Du mauvais usage de la démocratie – La une de N’Djamena Bi-Hebdo N° 943 du 20 avril 2006

Quelle que soit l’issue des événements actuels, une chose est sûre. Le Tchad aura grandement perdu. Au bilan figureront les nombreuses destructions pour lesquelles il faudra consentir des ressources importantes pour la reconstruction alors que l’immensité des besoins actuels est déjà effrayante. Les pertes en vies humaines que l’on ne pourra jamais remplacer. D’ailleurs, qui même prend le temps de mesurer tout cela? Les uns vont pavoiser, d’autres pleurer en ruminant le dessein de la revanche. Ainsi va le Tchad serait-on tenté de conclure.
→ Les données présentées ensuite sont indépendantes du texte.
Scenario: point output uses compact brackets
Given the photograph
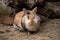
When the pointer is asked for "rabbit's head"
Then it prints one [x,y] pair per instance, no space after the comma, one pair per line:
[31,20]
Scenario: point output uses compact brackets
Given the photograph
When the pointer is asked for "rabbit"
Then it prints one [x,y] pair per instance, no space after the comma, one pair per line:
[27,20]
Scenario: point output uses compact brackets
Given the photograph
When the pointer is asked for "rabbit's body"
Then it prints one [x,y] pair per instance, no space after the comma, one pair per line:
[27,20]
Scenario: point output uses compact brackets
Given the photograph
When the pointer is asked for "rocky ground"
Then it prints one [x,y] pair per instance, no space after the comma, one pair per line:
[49,30]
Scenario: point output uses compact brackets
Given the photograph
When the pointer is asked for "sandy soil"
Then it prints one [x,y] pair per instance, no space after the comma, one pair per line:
[49,30]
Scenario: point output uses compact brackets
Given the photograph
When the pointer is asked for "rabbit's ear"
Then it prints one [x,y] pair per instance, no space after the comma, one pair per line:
[25,10]
[34,11]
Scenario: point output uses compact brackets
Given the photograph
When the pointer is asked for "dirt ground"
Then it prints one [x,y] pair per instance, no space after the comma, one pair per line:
[49,30]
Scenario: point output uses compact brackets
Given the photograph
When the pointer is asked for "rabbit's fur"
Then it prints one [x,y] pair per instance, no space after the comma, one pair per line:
[27,20]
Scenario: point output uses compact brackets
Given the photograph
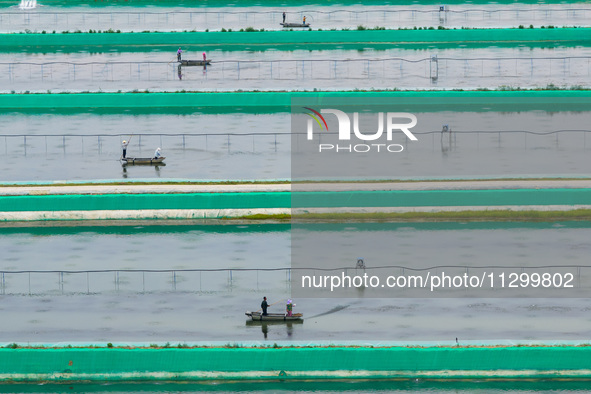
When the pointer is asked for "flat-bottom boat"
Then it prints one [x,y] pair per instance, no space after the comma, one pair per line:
[276,317]
[295,24]
[195,62]
[142,160]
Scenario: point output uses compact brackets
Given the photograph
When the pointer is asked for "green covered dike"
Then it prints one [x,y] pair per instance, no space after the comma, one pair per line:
[273,102]
[170,364]
[291,40]
[265,3]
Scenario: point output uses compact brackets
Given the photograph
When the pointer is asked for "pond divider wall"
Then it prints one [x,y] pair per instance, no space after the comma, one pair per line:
[235,205]
[170,364]
[289,40]
[272,102]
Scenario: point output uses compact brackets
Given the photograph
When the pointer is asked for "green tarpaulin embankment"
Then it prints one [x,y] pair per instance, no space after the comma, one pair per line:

front Pourtant, au lendemain du ler décembre 1990, le voeu unanime était: « Plus jamais ça ». Beaucoup y ont cru et le rêve était possible. On se demande bien pourquoi, seize ans après, l’on se retrouve dans la situation que l’on connaît aujourd’hui.

Les principaux foyers de rébellions se sont d’abord éteints. L’effervescence politique intérieure s’est estompé avec les différentes expériences que sont la Dcp, le gouvernement de large ouverture, etc. L’intention était sans doute de créer un climat politique apaisé dans un pays longtemps troublé. Noble intention s’il en est, mais au finish, les leaders politiques d’une certaine envergure y ont laissé plus que leurs plumes tandis que IDI s’est tellement raffermi au point qu’il pouvait apparaître aux yeux de la plupart de ses interlocuteurs comme étant le seul à même de coacher le pays. On oublie au passage que le succès de IDI s’est accompagné d’un affaiblissement réel de la démocratie. Avec tout ce que cela comporte.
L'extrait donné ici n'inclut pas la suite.